Bullying: How to respond as a parent or educator
I spent a decade working with teenagers as an educator. I am currently raising three teenagers and one young adult. And now, as a mental health professional, the majority of my client list consists of teenagers. Time spent with teens inevitably means bumping up against the subject of bullying. I find it to be one of the easiest phenomenons to spot amongst youth and adults alike, but also the most avoided topic. Recently I began to ask myself why we are so avoidant when it comes to addressing this issue. Something my mind has come up with is that we are afraid of the topic. We are afraid because we know it's important. Bullying can lead to long term mental health problems and we are all familiar with the number of suicides related to bullying. While we know it's important to address bullying when we recognize it, however, often we just don't know how to fix it. It is vital that we recognize the message we send when we ignore, or fail to respond appropriately, to reports of bullying. If our response is to do nothing, or to do very little, the message we send is that it doesn't matter. It's this feeling, the feeling that their pain doesn't matter, that causes additional harm to those who are the victims of bullying.
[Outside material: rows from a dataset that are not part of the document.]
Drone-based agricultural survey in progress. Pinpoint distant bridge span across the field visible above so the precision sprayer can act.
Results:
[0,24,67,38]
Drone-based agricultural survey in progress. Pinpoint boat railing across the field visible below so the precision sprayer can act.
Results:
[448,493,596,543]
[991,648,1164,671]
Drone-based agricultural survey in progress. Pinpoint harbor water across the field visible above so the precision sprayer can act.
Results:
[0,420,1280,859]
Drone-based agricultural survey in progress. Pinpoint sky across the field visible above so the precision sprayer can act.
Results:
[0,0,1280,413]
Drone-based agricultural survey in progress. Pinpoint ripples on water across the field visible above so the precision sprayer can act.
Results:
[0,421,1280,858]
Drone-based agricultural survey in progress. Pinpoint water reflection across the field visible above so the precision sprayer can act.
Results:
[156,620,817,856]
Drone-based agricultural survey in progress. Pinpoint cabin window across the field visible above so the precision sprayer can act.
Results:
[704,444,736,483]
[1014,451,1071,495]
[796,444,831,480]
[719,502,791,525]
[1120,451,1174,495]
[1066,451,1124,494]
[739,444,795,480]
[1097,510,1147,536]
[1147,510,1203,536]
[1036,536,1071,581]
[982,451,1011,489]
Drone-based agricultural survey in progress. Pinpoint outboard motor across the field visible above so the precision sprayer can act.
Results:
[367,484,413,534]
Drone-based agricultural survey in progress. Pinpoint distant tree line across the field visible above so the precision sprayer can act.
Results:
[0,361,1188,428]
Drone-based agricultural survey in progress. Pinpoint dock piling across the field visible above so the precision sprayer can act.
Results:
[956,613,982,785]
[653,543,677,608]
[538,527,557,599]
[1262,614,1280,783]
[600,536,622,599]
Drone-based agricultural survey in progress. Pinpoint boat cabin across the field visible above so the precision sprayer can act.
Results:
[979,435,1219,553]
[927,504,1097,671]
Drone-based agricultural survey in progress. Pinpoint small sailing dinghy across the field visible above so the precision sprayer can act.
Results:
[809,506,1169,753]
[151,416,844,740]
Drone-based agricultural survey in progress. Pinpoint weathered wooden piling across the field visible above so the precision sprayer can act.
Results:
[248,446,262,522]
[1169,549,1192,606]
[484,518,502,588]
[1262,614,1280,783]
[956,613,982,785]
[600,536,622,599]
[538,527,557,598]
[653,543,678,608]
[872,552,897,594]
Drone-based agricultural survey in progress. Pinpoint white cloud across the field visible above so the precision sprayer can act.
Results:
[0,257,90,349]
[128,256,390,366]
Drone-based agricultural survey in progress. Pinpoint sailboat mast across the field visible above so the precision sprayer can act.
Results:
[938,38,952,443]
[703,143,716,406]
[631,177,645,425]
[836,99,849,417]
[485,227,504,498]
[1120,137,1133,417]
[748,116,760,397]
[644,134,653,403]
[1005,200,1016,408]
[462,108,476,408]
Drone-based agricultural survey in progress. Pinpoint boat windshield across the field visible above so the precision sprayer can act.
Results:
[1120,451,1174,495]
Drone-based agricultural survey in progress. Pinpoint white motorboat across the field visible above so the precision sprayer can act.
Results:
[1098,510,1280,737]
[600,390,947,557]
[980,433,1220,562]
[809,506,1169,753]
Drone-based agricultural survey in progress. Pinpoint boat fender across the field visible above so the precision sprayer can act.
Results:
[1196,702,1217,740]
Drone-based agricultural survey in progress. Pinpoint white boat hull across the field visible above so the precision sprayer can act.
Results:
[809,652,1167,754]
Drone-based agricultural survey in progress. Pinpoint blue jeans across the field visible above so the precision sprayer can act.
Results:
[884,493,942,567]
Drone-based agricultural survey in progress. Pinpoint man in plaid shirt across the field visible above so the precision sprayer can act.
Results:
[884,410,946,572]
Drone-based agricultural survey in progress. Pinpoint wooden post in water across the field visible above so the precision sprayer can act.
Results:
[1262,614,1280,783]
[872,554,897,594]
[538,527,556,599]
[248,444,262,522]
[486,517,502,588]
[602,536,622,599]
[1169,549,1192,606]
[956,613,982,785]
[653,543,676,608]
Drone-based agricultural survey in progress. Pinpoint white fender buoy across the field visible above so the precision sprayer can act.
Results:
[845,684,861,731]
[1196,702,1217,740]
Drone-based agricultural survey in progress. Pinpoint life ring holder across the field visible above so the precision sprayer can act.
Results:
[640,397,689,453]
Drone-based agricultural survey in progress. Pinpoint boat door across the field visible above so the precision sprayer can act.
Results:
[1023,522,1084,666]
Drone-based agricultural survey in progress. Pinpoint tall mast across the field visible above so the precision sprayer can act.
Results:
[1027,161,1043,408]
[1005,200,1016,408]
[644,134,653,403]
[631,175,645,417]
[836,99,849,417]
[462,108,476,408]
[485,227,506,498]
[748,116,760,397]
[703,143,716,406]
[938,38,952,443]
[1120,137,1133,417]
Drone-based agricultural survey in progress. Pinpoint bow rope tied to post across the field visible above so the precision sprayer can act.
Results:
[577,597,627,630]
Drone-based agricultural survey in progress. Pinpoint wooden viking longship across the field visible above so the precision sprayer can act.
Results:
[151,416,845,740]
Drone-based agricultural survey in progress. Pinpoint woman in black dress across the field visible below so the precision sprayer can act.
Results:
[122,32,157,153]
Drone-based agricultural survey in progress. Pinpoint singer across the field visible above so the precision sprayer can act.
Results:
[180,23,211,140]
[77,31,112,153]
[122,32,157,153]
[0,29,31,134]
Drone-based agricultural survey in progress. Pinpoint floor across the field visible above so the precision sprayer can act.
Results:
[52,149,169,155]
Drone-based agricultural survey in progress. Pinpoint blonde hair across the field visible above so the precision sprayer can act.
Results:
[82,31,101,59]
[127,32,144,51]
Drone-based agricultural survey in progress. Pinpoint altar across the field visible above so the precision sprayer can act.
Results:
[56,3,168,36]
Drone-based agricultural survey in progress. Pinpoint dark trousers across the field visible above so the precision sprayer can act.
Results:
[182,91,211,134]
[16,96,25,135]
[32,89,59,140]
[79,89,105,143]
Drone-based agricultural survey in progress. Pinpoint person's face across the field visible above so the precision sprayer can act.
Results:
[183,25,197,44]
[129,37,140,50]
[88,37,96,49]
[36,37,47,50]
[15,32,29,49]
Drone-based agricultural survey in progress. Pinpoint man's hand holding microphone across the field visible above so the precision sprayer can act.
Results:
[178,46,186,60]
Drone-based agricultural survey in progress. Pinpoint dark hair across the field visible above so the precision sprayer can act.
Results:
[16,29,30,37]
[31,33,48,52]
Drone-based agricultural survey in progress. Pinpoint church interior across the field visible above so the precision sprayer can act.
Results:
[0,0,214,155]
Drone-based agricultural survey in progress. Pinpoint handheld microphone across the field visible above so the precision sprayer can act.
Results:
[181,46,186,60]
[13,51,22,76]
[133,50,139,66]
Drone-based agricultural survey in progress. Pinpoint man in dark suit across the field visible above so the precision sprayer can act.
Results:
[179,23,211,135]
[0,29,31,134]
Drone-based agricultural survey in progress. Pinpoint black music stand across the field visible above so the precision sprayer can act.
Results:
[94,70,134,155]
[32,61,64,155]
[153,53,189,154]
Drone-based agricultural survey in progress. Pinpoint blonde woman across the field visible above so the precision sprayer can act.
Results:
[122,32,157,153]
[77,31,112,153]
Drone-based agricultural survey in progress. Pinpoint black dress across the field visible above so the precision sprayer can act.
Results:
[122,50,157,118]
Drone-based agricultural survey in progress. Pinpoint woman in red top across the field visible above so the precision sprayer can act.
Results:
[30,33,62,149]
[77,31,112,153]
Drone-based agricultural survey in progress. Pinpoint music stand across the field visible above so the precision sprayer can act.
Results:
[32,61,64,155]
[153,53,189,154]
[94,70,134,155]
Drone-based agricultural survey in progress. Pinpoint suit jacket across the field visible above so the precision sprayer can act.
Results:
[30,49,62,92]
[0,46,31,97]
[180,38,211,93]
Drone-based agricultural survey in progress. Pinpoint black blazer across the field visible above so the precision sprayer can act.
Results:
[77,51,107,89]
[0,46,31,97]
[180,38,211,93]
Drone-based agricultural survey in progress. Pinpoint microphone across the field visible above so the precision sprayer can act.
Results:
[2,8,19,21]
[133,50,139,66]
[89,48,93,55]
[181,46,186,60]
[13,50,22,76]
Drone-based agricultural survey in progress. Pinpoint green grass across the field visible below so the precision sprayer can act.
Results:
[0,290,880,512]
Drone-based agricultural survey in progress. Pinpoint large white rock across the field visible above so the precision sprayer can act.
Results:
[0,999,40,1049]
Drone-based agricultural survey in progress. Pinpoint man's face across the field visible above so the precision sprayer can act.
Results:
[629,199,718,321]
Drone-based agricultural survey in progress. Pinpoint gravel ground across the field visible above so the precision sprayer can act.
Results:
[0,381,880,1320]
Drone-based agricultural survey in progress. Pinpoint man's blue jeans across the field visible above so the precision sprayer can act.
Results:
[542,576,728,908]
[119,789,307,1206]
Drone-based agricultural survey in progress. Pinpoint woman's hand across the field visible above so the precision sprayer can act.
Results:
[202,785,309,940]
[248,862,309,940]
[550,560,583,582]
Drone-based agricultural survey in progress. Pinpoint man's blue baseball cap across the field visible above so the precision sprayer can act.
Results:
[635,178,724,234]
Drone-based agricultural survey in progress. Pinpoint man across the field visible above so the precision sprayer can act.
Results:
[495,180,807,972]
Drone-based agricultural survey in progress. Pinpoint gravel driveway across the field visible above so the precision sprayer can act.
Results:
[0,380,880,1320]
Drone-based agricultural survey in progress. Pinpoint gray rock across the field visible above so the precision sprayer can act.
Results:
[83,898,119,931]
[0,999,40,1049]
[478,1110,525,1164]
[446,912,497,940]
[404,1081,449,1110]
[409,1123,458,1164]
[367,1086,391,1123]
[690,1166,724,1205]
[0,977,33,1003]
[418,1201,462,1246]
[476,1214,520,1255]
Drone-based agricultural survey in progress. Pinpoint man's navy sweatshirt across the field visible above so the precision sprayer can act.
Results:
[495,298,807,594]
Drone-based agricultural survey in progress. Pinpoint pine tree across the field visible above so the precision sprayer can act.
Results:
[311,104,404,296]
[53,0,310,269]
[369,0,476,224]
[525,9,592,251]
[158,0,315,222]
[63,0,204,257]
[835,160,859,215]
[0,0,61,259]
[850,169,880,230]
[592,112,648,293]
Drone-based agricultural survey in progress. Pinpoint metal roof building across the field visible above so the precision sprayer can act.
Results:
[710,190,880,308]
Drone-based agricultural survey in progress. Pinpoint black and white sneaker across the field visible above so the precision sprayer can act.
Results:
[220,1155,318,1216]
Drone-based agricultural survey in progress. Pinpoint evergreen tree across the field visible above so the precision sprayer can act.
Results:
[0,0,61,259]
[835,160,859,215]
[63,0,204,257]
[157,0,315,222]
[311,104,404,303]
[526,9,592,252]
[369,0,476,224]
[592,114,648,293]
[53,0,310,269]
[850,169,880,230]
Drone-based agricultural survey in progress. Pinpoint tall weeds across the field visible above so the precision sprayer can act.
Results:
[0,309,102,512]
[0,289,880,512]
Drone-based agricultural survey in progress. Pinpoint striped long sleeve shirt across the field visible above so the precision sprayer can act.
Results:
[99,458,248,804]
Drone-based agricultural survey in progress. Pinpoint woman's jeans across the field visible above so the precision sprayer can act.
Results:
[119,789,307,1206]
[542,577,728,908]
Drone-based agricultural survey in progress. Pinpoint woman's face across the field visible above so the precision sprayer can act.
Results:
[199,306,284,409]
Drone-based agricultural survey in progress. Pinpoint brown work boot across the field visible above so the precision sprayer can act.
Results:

While it's difficult to know exactly what to do, there are some things we know help.
Tip #1 - Listen with Empathy
The very first thing you should do if a student or child reports an incident of bullying to you is to listen. Trying to figure out solutions can wait. Listen. Make sure your student, or child knows you understand what they are going though. A simple, "I'm sorry this is happening to you," can go a long way.
Tip #2 - Ask what they need
Don't assume they want you to take immediate action. Many students I have spoken with are terrified of disclosing because they are certain that the abuse will escalate. It may feel to this student that their choices are severely limited, or they have lost control. Asking what they want to do and honoring it (as long as it is safe to do so) provides a sense of autonomy and agency.
A note here for teachers. Know the policy and laws in your district/state. There may be a policy that you report all instances of bullying to your administration for investigation. In this case, explain this to the student disclosing the bullying prior to making the report.
Tip #3 - Respond
Once the your student or your child has described what is happening and you have asked what they want to do, respond quickly. Don't put it off. Make appropriate reports. For teachers, this may mean going to administration, referring the student to the counseling center, or addressing the bully directly. For parents, it may mean calling the school, emailing a teacher, or finding your child a counselor to talk to. This may well be the hardest part. As parents, some of us are uncomfortable "making waves" at school. We may be required to step out of our comfort zone to protect our children and show them that what is happening to them matters to us and we are willing to do something about it. For teachers, you may be uncomfortable with the potential of severe consequences for one of your students. It is vital that you demonstrate to all students that this kind of behavior will never be tolerated.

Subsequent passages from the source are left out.